Friday, August 28, 2009

Will Rogers '06

Musician
(Will is pictured on the left)

q: What do you do?
a: I play in a cover band in Chicago called Jukebox Love Affair, and also in an Orlando-based ska band called SUCKERPUNCH!, which has played at Real Radio events and opened for acts like Less Than Jake. I'm in the process of launching a new band...details coming soon. While at UCF, I minored in music. There are so many parallels between music and hospitality. Hospitality is a form of entertainment. They both depend on the end user's perception of the overall experience.
q: What's your favorite part of the job?
a: Seeing the response of the audience when we perform. The music industry rewards creativity and personality. I knew that I'd never follow a sterile corporate career path.
q: What's the greatest challenge?
a: Sitting in a room and practicing for hours and hours. Music is unlike some other professions where you can read a book and know how to do your job. It truly takes practice to get it right. Music is a labor of love.

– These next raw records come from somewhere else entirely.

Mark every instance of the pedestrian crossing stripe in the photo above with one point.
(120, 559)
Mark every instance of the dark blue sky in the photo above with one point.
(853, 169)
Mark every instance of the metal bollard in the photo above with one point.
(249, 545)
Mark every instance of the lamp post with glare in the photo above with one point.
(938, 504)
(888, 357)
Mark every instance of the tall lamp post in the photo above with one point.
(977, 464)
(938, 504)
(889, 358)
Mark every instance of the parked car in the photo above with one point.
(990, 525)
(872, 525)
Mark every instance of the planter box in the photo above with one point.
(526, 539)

q: Do you stay in touch with any other UCF hospitality alums?
a: Carolanne Vann '07, who is also living in Chicago, as well as Ryan Stiner '01, M.S. '05, Jonathan Ahus '06 and Jay Garcia '07.
q: Outside work...you're most likely to be seen?

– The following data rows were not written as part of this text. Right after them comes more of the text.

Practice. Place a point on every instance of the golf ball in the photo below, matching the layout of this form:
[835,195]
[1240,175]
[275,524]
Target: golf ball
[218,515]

a: Checking out some live entertainment.
q: Your biggest accomplishment since graduating, outside your career?
a: Picking up and moving to Chicago. Also, nearing completion of my master's degree in Arts, Entertainment and Media Management. I only have one semester left to go. Ultimately, I'd like to combine my expertise in and passion for both hospitality and music in a position at a large entertainment venue, such as House of Blues.
q: How did UCF prepare you for what you do?
a: It taught me how to build relationships and work with other people. No one wants to work with a jerk. Also, knowing the hospitality industry inside and out is important to success in the music industry, since the places that entertainers play are all hospitality venues. Understanding how the operations function, and respecting where the employees are coming from, makes it easy to work with the locations that host my bands.
q: How could the hospitality program have been better?
a: It needs more focus on entrepreneurship, and on opportunities outside Central Florida. Rosen College does a great job of preparing its graduates to become managers in big-name Orlando-based corporations, but the hospitality world is so much larger.
q: A UCF memory?
a: Co-chairing the beer club. Also, Professor Ron Logan's Entertainment Arts and Events course. In that class, we coordinated the Gameday Entertainment and promotion of special events for UCF Football.
q: Favorite meal in Orlando?
a: At the Artist Point restaurant at Disney's Wilderness Lodge Resort: the grilled buffalo striploin with goat cheese polenta, ancho-cherry compote, baby golden beets, asparagus, and dark chocolate red wine reduction. I also get the side of sweet potato hazelnut gratin. I worked at Disney several semesters for my Rosen College internship requirement, and thoroughly enjoyed my time there. It sets a high standard of service and quality that is the model for many Orlando-area hotels and restaurants, but not found everywhere in the United States.
q: On your iPod?
a: Lots of ska, rock and funk.
q: Little known fact about you?
a: From birth, I've been missing one of the spongy disks that goes between two of my vertebrae.